Side note: I used this query to test LLM recall: Do jeff dean and russ cox know each other?
Interesting results:
1. Gemini pointed me back at MY OWN comment, above, an hour after I wrote it. So Google is crawling the web FAST. It also pointed to: https://learning.acm.org/bytecast/ep78-russ-cox
This matches my recent experience -- Gemini is enhanced for many use cases by superior recall
2. Claude also knows this, pointing to pages like: https://usesthis.com/interviews/jeff.dean/ - https://goodlisten.co/clip/the-unlikely-friendship-that-shap... (never seen this)
3. ChatGPT did the worst. It said
... they have likely crossed paths professionally given their roles at Google and other tech circles. ...
While I can't confirm if they know each other personally or have worked directly together on projects, they both would have had substantial overlap in their careers at Google.
(edit: I should add I pay for Claude but not Gemini or ChatGPT; this was not a very scientific test)
Not just Google. I had ChatGPT regurgitate my HN comment (without linking to it) about 15 minutes after posting it. That was a year ago. https://news.ycombinator.com/item?id=42649774
2 replies →
I submitted this "fact" and it is indeed a true story, exactly as you said.
The "global protobuf db" had comments all over it saying it's not intended for production-critical tasks, and it had a lot of caveats and gotchas even aside from being built by Jeff's desktop, but it was so convenient that people naturally ended up using it anyway.

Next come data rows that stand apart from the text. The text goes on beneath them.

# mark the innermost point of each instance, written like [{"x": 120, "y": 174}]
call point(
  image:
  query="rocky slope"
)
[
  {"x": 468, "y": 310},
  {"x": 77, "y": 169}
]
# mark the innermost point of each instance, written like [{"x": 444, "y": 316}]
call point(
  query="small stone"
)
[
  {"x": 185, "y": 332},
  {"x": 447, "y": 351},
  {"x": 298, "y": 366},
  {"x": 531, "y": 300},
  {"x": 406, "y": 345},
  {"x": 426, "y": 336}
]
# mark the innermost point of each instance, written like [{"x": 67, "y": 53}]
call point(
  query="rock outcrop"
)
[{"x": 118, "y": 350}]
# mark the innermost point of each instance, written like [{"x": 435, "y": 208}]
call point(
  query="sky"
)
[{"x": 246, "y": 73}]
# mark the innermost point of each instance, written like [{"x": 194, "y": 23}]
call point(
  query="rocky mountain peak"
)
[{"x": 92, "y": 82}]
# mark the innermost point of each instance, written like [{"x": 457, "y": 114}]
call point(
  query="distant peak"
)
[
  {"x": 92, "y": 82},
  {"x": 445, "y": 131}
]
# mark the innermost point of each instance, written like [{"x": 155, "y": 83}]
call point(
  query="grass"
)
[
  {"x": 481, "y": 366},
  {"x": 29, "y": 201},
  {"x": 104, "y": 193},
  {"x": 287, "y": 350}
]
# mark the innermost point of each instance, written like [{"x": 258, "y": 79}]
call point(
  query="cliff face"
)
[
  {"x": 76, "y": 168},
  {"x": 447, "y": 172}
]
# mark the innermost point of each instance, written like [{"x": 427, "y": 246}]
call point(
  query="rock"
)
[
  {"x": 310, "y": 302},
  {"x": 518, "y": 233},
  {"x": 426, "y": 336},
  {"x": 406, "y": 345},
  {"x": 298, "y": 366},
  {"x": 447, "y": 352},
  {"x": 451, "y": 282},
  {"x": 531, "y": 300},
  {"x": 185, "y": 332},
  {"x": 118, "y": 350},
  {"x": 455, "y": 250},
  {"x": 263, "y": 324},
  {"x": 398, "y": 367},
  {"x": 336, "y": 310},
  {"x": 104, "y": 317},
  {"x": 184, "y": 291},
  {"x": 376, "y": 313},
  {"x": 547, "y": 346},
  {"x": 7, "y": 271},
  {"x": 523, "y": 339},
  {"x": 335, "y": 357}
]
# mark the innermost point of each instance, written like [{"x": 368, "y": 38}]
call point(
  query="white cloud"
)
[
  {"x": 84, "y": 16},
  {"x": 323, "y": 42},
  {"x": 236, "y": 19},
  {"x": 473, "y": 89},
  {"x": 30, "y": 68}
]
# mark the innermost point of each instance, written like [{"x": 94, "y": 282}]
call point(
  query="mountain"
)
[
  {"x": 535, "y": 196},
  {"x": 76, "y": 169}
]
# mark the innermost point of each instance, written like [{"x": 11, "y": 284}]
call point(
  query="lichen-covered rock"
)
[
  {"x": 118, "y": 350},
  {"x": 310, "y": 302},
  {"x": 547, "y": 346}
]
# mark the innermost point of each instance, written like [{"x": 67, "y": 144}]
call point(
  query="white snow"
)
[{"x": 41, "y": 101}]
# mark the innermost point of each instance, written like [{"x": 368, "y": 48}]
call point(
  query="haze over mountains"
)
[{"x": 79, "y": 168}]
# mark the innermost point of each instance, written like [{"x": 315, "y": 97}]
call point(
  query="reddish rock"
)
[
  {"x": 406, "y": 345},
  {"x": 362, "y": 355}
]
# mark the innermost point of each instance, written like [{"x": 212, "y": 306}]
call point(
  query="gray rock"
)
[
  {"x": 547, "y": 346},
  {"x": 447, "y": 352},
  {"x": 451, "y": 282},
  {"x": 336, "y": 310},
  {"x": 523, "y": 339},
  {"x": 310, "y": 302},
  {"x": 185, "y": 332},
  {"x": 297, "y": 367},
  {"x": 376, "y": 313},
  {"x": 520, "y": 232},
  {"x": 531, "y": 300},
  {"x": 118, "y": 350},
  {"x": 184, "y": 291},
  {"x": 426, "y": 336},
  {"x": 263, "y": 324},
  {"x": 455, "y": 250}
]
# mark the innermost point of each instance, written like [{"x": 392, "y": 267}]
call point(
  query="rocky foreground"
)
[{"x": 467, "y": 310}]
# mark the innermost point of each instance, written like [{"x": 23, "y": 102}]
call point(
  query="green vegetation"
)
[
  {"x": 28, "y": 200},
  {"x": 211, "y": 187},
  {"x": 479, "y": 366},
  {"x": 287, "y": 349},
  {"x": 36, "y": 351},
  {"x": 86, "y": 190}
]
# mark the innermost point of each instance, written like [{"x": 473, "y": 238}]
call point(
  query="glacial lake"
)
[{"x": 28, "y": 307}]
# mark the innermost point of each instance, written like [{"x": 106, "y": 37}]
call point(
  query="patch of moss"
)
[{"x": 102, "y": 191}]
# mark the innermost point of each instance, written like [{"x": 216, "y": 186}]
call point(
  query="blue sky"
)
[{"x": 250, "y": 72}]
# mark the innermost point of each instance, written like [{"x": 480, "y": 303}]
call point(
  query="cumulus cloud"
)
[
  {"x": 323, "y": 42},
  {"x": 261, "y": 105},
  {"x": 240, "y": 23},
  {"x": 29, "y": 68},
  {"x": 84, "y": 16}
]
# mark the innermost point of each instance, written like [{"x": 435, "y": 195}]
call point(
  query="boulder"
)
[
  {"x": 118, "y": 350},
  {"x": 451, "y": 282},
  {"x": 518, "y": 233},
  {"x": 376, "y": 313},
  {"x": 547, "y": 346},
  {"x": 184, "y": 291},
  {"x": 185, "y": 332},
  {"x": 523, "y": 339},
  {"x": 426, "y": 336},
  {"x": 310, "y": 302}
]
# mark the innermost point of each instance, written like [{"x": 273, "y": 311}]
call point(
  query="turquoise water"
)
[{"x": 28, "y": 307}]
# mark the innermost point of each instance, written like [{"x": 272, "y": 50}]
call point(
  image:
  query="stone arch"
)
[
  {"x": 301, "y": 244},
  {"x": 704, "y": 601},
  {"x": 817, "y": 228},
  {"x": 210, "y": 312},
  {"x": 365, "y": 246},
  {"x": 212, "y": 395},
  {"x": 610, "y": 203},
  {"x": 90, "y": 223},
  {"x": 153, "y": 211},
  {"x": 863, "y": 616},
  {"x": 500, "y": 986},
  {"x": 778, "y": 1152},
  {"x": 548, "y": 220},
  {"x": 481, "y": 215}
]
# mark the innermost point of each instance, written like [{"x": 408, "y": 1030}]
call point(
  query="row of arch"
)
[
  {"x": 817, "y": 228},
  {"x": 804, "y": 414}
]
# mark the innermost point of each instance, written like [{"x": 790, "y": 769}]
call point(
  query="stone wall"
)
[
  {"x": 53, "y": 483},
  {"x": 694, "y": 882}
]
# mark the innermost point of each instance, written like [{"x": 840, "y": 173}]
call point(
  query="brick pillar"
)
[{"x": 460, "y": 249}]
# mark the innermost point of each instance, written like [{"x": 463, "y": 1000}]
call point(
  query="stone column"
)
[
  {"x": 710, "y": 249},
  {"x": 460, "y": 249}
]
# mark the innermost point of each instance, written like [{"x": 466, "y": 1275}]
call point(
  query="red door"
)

There was a variant of this that occurred later. By that time there might not have been a dependency on Jeff's workstation anymore, but the DB, or at least one of its replicas, was getting copied to... /gfs/cg/home/sanjay/ — I don't believe it was Jeff this time. At some point, there was a very long PCR in the Oregon datacenter, perhaps even the same one that happened a few weeks after the 2011 Fukushima disaster. With the CG cluster powered off for multiple days, a bunch of stuff broke, but in this case the issue might have been solved by dumping the data and/or reading it from elsewhere.
In 2010, due to the China hacking thing, Google locked down its network a lot.
At least one production service went down because it relied on a job running on Jeff Dean's personal computer that no longer had access. Unfortunately I forget what job it was.
The other thing that ran under Jeff's desk for a long time was Code Search, the old one.
I remember this. He went on vacation and since he wasn't available to login, code search indexing went down for a bit.